Meist geht es um Aufklärung zum Krankheitsbild Demenz, um Unterstützung bei der Diagnosefindung und um eine ressourcen- und lösungsorientierte Prozessberatung für betroffene Familien. Ebenso gefragt sind Vermittlung von bedürfnisgerechter, professioneller Hilfe hinsichtlich Pflege und Betreuung und Sozialberatung (Pflegegeld, Sachwalterschaft usw.). Ganz häufig sind Fragen zum Umgang mit Menschen mit Demenz (wie z.B. bei herausfordernden Verhaltensweisen, wie Herumwandern, aggressivem Verhalten).

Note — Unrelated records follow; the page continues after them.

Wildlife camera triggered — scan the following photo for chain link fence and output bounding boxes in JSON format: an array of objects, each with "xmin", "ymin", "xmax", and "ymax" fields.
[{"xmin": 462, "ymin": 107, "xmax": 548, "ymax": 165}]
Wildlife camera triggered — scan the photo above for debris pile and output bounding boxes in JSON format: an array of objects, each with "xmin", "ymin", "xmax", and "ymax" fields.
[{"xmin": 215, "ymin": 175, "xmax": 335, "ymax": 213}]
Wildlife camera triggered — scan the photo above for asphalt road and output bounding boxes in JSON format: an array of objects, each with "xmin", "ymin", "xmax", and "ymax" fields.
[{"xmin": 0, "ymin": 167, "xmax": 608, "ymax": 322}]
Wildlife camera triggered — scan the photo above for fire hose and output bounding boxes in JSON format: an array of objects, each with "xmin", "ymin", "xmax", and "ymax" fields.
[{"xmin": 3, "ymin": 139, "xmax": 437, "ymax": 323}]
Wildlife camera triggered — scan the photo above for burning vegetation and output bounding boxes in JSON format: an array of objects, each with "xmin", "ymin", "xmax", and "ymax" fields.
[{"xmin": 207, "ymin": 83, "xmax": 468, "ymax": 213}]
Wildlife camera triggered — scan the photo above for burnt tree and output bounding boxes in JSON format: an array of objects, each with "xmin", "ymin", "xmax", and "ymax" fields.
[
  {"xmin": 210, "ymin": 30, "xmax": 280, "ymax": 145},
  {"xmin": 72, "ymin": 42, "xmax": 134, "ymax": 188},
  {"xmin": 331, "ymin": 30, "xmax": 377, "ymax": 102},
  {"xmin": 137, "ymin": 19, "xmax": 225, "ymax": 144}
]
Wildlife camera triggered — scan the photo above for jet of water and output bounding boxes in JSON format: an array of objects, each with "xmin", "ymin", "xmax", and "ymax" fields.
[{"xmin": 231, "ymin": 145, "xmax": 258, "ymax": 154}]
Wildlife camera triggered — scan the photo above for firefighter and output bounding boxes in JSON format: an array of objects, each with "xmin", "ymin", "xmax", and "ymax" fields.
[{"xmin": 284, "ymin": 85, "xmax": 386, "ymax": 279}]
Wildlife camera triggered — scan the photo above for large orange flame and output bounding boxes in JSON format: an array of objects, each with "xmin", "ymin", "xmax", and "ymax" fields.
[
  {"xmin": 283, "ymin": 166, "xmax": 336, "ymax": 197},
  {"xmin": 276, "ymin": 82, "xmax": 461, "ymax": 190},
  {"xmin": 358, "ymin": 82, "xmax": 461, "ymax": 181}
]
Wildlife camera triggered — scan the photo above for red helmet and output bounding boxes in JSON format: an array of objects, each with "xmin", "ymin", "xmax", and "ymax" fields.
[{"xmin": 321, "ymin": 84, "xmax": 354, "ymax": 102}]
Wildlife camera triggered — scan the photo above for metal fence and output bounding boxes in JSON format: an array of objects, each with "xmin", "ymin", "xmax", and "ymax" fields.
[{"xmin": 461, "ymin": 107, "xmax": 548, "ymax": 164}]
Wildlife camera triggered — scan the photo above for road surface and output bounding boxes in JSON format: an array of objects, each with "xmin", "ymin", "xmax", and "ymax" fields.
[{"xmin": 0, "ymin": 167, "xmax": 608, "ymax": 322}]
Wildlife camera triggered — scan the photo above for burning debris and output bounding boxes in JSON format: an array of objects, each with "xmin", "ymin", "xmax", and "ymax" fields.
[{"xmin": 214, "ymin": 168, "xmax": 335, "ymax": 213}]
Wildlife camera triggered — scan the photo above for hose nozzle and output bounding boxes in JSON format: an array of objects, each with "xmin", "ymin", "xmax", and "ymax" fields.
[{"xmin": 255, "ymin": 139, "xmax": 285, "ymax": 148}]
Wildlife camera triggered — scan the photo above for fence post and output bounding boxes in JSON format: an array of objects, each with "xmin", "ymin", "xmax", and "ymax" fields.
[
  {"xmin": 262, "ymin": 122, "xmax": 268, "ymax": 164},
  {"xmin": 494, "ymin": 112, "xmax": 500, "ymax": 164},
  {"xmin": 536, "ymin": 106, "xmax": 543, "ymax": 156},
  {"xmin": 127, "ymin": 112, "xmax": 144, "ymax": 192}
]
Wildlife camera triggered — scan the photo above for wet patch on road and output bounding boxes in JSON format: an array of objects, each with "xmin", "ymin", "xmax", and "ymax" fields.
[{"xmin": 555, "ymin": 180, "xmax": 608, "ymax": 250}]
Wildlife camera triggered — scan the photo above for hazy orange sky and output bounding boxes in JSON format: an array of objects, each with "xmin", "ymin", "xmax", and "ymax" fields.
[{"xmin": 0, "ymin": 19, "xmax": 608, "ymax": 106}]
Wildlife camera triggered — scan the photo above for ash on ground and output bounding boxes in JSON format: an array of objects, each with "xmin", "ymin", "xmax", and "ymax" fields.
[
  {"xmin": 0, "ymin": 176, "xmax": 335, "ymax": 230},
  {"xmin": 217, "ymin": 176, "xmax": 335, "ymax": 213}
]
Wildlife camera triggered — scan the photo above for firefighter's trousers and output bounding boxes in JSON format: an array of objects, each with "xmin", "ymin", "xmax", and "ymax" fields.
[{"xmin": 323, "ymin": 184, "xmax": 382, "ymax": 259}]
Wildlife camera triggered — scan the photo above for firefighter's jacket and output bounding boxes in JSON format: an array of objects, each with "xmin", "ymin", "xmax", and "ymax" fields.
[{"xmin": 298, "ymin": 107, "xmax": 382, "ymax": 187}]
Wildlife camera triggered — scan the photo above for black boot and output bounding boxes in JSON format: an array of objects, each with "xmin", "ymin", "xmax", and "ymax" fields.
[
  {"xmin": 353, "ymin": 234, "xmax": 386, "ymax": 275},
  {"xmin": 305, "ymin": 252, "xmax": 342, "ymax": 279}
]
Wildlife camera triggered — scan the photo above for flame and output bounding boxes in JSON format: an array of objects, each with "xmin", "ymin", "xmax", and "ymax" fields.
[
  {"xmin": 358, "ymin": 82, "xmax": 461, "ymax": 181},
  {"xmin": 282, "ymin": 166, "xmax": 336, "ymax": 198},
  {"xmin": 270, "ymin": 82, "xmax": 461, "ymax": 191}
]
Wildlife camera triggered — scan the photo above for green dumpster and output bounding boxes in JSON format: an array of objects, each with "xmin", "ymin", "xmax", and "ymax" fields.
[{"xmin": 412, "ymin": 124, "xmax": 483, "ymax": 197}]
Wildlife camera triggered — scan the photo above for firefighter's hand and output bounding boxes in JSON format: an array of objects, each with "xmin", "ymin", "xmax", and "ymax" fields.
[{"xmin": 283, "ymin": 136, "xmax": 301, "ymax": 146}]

Einblicke in die Erlebniswelt von Menschen mit Demenz sind notwendig, Formen der Kommunikation, die sich bewährt haben (z.B. Validation), werden empfohlen.
Ein wichtiger Aspekt ist die Öffnung eines Raumes, um über sehr persönliche Angelegenheiten sprechen zu können, die im Laufe der Erkrankung und des Zusammenlebens mit Menschen mit Demenz auftauchen: Belastungsgrenzen erkennen und annehmen, eine Zuwendung zu eigenen gesundheitlichen Beeinträchtigungen ermöglichen. Eine Demenzberatung kann man auch als ein Case-Management mit einer starken psychosozialen Färbung verstehen.
Schwerpunkt Fortbildungsangebote
PURFAM (Potentiale und Risiken in der familialen Pflege alter Menschen) etwa wendet sich mit einem eigens entwickelten Fortbildungsangebot an Mitarbeitende von ambulanten Diensten, die dazu befähigt werden sollen, problematische Pflegesituationen frühzeitig zu erkennen und gegebenenfalls auf Entlastungs-, Beratungs- und Edukationsbedarf bei pflegenden Angehörigen präventiv einzuwirken.[5]
Im Rahmen der Längsschnittstudie zur Belastung pflegender Angehöriger demenziell Erkrankter (LEANDER) konnte mithilfe eines an einer großen Stichprobe validierten multidimensionalen Fragebogens zur pflegebedingten Belastung nachgewiesen werden, dass die Belastung eines Angehörigen (z.B. durch die Vernachlässigung eigener Lebensbereiche oder mangelnde Unterstützung durch das soziale Umfeld) für die Entstehung problematischer Pflegesituationen ein besonderes Risiko darstellen.[zit. in 5]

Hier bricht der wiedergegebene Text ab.